マルクスは生きている

まず自分では決して進んで手に取らない本なのだが、ここのところちょっと読む本が不足しだして借りて読んでみた。
唯物論の思想家・マルクス」、「資本主義の病理学者・マルクス」、「未来社会の開拓者・マルクス」という3つの章から構成されているが、全体をまとめて言えば、「まだ生きてかなければいけないなんて、たいへん」という感じか。

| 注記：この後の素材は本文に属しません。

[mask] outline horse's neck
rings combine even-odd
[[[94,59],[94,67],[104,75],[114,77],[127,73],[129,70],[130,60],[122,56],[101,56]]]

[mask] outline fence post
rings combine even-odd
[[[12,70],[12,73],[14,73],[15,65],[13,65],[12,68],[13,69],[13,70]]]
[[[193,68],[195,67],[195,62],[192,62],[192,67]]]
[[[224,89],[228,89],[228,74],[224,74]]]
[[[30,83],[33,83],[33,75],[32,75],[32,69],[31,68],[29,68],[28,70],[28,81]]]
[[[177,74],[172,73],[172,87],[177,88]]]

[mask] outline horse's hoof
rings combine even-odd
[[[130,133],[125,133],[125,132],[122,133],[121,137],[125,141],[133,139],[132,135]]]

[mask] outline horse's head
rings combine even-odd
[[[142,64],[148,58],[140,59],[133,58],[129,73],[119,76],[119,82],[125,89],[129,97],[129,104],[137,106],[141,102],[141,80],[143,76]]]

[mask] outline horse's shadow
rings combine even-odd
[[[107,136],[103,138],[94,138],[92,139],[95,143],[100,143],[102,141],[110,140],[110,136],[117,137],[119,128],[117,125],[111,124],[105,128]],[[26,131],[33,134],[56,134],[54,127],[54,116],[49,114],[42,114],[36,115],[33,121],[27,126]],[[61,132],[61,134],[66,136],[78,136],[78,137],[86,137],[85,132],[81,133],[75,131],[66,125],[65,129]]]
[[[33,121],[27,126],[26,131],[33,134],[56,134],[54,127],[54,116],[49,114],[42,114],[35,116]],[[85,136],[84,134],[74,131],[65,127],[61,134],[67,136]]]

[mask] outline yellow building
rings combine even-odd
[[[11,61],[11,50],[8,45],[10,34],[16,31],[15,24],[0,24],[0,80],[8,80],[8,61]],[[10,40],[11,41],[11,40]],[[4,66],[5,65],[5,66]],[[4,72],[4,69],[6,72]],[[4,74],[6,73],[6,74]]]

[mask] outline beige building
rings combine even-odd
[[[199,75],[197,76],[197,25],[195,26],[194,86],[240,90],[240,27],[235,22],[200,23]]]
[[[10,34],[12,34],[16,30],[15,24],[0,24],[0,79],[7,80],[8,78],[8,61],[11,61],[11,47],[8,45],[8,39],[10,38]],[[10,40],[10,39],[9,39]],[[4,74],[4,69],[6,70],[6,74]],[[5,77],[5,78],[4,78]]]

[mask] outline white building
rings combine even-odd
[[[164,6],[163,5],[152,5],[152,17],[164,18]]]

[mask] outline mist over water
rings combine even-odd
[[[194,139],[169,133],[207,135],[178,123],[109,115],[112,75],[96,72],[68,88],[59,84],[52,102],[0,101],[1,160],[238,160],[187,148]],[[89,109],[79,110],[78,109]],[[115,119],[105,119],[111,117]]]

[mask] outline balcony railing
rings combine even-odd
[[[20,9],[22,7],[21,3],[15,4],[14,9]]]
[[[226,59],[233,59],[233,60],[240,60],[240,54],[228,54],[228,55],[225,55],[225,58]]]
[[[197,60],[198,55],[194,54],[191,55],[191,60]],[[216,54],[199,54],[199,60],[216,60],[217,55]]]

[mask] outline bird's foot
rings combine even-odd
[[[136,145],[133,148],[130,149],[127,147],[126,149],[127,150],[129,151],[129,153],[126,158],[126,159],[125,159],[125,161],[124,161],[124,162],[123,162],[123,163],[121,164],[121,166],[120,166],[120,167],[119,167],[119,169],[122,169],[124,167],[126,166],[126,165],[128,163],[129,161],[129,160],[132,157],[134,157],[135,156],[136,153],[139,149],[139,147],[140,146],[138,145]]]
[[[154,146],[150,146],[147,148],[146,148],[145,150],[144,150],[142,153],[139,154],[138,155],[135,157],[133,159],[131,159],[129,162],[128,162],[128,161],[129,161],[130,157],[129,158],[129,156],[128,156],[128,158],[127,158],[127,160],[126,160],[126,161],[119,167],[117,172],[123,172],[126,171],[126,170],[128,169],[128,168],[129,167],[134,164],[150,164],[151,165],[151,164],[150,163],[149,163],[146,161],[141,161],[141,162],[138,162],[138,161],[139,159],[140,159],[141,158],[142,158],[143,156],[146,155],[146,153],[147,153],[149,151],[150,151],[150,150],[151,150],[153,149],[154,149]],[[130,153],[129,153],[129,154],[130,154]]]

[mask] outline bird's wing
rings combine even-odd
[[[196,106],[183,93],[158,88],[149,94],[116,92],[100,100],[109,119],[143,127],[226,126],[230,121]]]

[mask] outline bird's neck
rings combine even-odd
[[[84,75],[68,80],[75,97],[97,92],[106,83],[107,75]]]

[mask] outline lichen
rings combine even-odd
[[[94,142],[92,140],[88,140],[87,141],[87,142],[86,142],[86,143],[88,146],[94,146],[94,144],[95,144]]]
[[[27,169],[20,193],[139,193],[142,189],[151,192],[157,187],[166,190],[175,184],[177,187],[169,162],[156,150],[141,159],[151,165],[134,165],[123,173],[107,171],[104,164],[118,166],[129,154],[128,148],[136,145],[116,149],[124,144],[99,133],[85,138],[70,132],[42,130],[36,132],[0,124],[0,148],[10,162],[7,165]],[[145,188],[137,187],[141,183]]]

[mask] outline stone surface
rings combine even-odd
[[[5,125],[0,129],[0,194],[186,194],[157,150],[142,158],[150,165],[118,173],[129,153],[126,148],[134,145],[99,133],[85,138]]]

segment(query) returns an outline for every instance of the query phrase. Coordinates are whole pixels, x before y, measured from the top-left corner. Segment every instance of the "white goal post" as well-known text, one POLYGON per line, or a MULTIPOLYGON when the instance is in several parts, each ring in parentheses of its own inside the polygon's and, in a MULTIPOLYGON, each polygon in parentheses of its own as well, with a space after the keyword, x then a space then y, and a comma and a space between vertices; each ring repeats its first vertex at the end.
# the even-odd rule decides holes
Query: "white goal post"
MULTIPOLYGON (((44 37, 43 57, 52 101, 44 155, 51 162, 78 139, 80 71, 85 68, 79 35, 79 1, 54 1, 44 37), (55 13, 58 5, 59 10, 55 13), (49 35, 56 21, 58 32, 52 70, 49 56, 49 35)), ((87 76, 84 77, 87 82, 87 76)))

マルクスを乗り越える思想とか(いわゆるマルクス経済学の中での)経済理論とか出てきてしかるべきと思うのだが、そうものが出てこないからまだ生き続けなければいけないような気が...。
Wikipediaではちょっと問題かも知れないが、唯物論から唯物史観が出てきたのだろうし、「きょうび」の「搾取」は労働者同士で行っているように見えるし*1、資本家と労働者の関係も資本論当時とはずいぶん変わったものになっているし、やはり商人とか貨幣を軽視して価格のシグナリングを軽く見過ぎてしまったように思えるし、来るべき共産主義社会主義時代*2にはちょっと人のことを信じすぎたような気もする。
ただ、資本主義社会の中で、供給>需要という現象が起こってくるというのは、*3そうかなと思える。それを修正したのがケインズ経済学だし、結局、社会保障の導入なんか導入された。イチかゼロかというような話ではなく、イチとゼロの間で微調整するような話をした方がいいと思うのだが。

マルクスは生きている (平凡社新書 461)

マルクスは生きている (平凡社新書 461)

*1:例えば同じ仕事をしていても正社員、派遣では給料が違うとか。

*2:この本によると、マルクスの時代にはこの言葉は道義であっただろうとのこと。

*3:原因について100%賛同できるわけではないが。